Un dirigeant Athlete Minded compte généralement la résilience parmi ses qualités. Ses caractéristiques mentales et comportementales l’amènent de fait à mettre en place un mode de management spécifique favorisant un climat de réussite global. Il sait en outre organiser les conditions permettant aux entreprises de gérer les moments difficiles :

  • Confiance en soi et en les autres : croire en un projet, y impliquer ses équipes en leur confiant des moyens d’action, partager avec elles une vision, c’est donner du sens et l’envie d’agir même dans les moments difficiles.
  • Fixation d’objectifs clairs et partagés : sans cap, il est peu probable de savoir déployer les moyens adaptés et de pouvoir dépasser les tempêtes. Sénèque ne nous enseigne-t-il pas que : « Il n’est pas de vent favorable pour celui qui ne sait où il va » ?

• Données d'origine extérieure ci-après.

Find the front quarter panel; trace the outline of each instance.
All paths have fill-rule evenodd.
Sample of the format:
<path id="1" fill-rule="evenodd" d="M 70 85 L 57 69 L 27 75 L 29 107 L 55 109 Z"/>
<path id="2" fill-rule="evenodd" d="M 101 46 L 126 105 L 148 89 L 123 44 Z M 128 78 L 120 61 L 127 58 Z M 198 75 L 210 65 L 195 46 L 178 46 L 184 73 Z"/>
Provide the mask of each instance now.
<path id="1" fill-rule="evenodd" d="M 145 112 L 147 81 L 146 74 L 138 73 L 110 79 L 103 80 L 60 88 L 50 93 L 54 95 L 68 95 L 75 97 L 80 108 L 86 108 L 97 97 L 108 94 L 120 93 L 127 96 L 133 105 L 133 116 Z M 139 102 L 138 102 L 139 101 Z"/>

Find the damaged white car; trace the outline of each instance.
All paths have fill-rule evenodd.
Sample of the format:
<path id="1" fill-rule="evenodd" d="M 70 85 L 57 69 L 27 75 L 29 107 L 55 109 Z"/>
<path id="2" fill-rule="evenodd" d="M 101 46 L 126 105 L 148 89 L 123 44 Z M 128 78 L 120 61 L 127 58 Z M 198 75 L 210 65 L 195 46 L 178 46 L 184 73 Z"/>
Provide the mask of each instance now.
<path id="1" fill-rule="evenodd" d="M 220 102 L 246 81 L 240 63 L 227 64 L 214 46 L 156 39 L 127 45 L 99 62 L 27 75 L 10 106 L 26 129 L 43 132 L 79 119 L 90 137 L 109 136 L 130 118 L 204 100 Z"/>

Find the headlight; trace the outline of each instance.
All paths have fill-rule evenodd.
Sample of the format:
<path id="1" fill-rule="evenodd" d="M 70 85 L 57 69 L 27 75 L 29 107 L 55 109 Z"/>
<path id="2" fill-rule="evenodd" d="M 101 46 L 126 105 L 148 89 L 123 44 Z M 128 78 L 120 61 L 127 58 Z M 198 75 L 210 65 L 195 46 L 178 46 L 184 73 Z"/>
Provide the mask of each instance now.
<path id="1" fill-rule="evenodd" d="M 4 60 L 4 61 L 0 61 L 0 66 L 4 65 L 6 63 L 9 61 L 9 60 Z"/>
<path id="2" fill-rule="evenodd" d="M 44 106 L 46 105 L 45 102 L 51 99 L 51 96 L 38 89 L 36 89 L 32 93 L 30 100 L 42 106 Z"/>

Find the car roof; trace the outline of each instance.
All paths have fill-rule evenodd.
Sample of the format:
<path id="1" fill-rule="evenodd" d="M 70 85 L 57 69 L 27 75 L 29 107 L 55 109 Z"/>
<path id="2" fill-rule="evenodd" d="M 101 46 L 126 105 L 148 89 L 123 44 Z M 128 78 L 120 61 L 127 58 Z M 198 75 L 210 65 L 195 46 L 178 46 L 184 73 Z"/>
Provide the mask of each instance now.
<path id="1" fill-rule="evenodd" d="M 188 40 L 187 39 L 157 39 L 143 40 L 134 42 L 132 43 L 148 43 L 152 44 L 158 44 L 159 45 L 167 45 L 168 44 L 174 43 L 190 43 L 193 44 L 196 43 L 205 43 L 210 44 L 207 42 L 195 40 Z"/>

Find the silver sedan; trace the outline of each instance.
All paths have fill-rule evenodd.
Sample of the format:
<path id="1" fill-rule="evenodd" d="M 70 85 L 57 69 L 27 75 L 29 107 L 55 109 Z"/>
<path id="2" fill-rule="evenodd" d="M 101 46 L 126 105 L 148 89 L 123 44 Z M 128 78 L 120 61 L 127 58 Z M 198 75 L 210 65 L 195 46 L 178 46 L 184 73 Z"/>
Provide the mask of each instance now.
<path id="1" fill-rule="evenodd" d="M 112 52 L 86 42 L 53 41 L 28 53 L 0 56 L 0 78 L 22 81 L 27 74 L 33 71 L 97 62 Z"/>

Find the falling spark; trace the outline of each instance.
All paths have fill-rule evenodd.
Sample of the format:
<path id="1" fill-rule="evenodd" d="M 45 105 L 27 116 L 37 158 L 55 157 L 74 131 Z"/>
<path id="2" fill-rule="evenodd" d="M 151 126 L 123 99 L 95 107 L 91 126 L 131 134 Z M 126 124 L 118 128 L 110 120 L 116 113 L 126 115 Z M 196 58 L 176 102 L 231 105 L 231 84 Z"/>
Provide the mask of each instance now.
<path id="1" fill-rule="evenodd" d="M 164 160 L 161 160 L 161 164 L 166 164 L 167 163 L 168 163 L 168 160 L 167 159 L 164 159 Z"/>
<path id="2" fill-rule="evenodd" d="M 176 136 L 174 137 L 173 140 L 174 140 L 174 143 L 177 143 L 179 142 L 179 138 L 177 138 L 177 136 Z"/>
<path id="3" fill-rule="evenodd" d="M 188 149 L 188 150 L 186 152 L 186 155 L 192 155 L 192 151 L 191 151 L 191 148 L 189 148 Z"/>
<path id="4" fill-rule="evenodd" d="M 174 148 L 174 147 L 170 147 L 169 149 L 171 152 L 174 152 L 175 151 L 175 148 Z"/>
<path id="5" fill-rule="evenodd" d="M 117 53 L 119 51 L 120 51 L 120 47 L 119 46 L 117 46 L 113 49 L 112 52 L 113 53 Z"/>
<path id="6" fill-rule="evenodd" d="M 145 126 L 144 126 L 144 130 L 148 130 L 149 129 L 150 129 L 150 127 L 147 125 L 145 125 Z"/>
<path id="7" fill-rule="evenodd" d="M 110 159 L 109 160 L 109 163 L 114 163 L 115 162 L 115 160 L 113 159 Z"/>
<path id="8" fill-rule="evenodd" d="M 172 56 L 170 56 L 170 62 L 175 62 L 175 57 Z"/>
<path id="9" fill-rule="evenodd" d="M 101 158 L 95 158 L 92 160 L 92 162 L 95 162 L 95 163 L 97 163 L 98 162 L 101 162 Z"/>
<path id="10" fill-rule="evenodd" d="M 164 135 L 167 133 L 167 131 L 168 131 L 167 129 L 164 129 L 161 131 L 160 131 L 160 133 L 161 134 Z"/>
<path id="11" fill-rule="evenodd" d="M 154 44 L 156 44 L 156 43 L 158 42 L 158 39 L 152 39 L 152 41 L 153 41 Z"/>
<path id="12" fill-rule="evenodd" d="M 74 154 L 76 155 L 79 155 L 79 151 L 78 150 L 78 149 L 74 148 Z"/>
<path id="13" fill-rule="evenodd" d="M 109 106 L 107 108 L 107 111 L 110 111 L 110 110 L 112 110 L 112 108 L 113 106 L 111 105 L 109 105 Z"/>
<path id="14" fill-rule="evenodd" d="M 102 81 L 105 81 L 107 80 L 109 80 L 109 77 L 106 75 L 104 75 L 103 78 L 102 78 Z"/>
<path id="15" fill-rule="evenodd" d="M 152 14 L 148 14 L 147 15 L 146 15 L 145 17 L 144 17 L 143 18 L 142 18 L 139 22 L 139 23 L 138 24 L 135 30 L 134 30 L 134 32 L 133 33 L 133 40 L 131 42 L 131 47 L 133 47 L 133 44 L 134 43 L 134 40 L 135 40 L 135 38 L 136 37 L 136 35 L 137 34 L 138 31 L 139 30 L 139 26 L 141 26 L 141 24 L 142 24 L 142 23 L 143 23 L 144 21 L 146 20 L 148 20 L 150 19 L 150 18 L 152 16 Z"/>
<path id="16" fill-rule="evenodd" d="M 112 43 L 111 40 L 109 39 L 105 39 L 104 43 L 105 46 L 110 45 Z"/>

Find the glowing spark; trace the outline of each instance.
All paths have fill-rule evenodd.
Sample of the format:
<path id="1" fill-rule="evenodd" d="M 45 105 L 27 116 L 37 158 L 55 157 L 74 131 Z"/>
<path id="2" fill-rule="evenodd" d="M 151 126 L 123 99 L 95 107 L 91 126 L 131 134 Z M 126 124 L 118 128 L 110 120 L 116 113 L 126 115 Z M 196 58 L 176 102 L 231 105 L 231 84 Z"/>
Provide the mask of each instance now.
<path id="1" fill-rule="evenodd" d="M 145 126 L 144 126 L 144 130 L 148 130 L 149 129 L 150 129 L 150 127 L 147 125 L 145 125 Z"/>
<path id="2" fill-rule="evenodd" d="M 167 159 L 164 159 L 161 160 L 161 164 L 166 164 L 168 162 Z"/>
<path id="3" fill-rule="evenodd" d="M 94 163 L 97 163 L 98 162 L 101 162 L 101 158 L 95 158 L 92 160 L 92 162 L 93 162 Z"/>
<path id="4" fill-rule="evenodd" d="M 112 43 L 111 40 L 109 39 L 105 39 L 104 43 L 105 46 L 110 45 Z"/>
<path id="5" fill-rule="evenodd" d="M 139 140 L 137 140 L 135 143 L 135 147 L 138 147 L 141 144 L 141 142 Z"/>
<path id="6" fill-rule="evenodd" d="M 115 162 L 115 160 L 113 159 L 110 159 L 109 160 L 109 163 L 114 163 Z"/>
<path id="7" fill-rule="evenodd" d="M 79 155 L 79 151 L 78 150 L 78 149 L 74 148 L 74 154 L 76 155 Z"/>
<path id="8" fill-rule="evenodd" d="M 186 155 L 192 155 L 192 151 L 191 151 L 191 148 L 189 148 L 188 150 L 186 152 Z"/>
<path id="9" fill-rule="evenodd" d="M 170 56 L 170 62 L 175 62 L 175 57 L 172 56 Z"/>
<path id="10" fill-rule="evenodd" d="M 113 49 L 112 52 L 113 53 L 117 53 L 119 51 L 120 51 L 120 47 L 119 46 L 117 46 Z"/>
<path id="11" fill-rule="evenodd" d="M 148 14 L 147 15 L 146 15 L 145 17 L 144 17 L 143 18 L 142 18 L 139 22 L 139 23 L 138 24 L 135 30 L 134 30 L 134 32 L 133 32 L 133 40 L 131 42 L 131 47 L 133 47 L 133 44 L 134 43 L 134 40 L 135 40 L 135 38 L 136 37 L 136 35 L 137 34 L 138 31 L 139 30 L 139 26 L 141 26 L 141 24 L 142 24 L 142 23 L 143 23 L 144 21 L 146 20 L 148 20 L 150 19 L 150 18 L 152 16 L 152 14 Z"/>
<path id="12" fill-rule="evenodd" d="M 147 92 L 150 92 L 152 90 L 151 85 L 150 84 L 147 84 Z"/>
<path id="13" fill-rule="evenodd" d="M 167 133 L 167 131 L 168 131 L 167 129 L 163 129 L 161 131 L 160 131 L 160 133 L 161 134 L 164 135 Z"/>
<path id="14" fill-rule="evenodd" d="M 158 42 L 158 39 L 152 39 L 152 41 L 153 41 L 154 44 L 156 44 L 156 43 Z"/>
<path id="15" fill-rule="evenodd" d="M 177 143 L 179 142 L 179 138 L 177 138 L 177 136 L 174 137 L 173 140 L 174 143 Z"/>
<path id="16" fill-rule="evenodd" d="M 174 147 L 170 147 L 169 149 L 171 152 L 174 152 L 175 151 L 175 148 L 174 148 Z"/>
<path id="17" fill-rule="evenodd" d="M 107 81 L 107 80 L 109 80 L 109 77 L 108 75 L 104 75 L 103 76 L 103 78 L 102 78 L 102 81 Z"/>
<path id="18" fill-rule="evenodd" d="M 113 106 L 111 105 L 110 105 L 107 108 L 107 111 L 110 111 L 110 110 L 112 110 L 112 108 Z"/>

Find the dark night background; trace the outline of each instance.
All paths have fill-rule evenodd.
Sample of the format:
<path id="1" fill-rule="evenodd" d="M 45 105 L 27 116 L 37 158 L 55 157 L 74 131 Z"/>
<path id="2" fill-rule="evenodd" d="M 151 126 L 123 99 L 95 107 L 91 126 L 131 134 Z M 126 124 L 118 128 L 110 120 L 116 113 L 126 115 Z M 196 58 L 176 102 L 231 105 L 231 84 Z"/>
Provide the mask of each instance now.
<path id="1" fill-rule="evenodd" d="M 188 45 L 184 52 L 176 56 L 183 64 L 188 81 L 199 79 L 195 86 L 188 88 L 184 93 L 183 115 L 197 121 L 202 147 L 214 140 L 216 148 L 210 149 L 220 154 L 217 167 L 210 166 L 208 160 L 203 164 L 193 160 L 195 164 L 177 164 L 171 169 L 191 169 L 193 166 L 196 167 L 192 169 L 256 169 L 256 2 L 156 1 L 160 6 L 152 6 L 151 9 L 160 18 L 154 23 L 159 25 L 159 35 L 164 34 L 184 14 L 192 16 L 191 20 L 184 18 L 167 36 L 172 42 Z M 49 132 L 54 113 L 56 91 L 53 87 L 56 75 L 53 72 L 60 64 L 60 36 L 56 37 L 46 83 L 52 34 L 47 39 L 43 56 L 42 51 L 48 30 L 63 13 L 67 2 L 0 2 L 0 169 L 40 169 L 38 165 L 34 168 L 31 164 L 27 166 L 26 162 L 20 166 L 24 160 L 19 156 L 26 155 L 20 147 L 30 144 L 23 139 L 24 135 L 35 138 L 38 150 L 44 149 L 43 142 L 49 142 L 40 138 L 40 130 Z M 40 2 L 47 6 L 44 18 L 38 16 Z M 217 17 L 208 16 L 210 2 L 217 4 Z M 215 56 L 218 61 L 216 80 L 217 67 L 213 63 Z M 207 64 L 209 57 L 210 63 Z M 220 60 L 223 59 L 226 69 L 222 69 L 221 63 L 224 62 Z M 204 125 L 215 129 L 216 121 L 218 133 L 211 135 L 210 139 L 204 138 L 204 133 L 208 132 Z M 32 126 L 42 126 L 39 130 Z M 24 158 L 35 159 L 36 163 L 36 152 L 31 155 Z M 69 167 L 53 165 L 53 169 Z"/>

  • Veille environnementale intelligente : tirer parti de son environnement et de ses évolutions en sachant identifier les signaux faibles quand ils apparaissent est le plus sûr moyen de prévenir les obstacles.
  • Acceptation de l’échec enseignant et gestion des émotions induites : une erreur peut être transformée en succès. Il est important d’encourager l’expérience en ne stigmatisant pas les échecs, en considérant qu’ils sont également porteurs de valeur ajoutée.
  • Mise en place de conditions propices à la créativité : on retrouve là le concept « d’entreprise libérée » dans laquelle la tacite admission du droit à l’erreur autorise chacun à la prise de parole, à l’initiative, à l’innovation.
  • Perspective du temps long : un dirigeant qui place son entreprise dans une réussite de long terme, au lieu de se focaliser sur les témoins immédiats de la performance tels le cours de bourse, a une capacité supérieure aux autres à ne pas s’arrêter au premier caillou qui cahote le chemin.

Chez Grant Alexander, nous sommes persuadés que faire parler un candidat de ses échecs et de la façon dont il les a surmontés est extrêmement révélateur.